BLACULA – (1972)
The story involves an African prince named Mamuwalde, who gets turned into a vampire by
Dracula and is given the title of ‘Blacula’. Mamuwalde’s wife dies while he
sleeps, and about 200 years later he is awakened and finds a woman identical to
his old wife. Naturally, being the ladies man he is, he plans to take her for
himself and make a small army of vampires to serve him.
Obviously this
movie is pretty dumb, and is complete with black and gay stereotypes that you
resist laughing at if you’re with others. Decent stuff but this movie has one
aspect that’s absolutely amazing, and that’s William Marshall as
Mamuwalde/Blacula. He’s so cool and refined that pretty much everyone who
watches this must concede that he is the man. One weird thing is that he always
shouts like Pee-wee Herman or Kermit the Frog when he bites someone’s neck, which never ceases to get a laugh out of
me.
With a funky
soundtrack as you’d expect, this is trashy classic is a fun movie; check it out
with the right crowd.
Not even a year
later, Blacula got a sequel in Scream Blacula Scream (a wonderful title I might
add) which thankfully brought back William Marshall as Blacula. But it also
added blaxploitation superstar Pam Grier, one of my favorite actress’. That,
plus a much more exciting finale then the original, make this sequel better
than the original.
The plot
naturally involves Blacula being resurrected, this time by a voodoo priest
named Willis who believes he should take over the cult, instead of his rival
Lisa (Grier).
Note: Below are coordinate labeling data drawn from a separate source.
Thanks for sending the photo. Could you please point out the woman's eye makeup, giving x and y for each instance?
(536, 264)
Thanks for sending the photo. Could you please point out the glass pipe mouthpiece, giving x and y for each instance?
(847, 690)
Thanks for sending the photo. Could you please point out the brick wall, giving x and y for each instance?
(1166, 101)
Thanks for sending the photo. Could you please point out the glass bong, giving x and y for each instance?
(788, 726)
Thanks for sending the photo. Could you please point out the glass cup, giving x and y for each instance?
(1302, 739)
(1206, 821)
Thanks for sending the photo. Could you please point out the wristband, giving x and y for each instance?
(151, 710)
His plan was for Blacula to solve his problems, but naturally he’s
not having any of that. After building up another small vampire army, Blacula
wants Lisa to use her voodoo to free him from his vampirism so he can return to
his homeland in Africa .
One repetitive
thing about this movie is that we still have the boyfriend to the female lead
slowly find out Mamuwalde is a vampire, which was in the first movie. Could’ve
just been the same character from the last movie so we just skip that part. But
I really love the addition of Richard Lawson as Willis. He’s just a loudmouth
who obviously gets on Blacula’s last nerve, so any scene with him and William
Marshall is just golden.
The finale involves the police against the vampires, with tribal African music blasting the whole time, as Blacula tires to overcome his vampirism. After that fails, Blacula goes full on crazy, and that's when you know he's not joking around anymore. Pretty awesome ending for an awesome movie, check this one out.
Even with all the horror remakes nowadays, it’s unlikely that Blacula would be remade. And that’s a good thing, because these are 70’s to the core, trashy, dumb, politically incorrect, and pretty entertaining. And of course genius, because Blacula equals “Black Dracula”; Genius!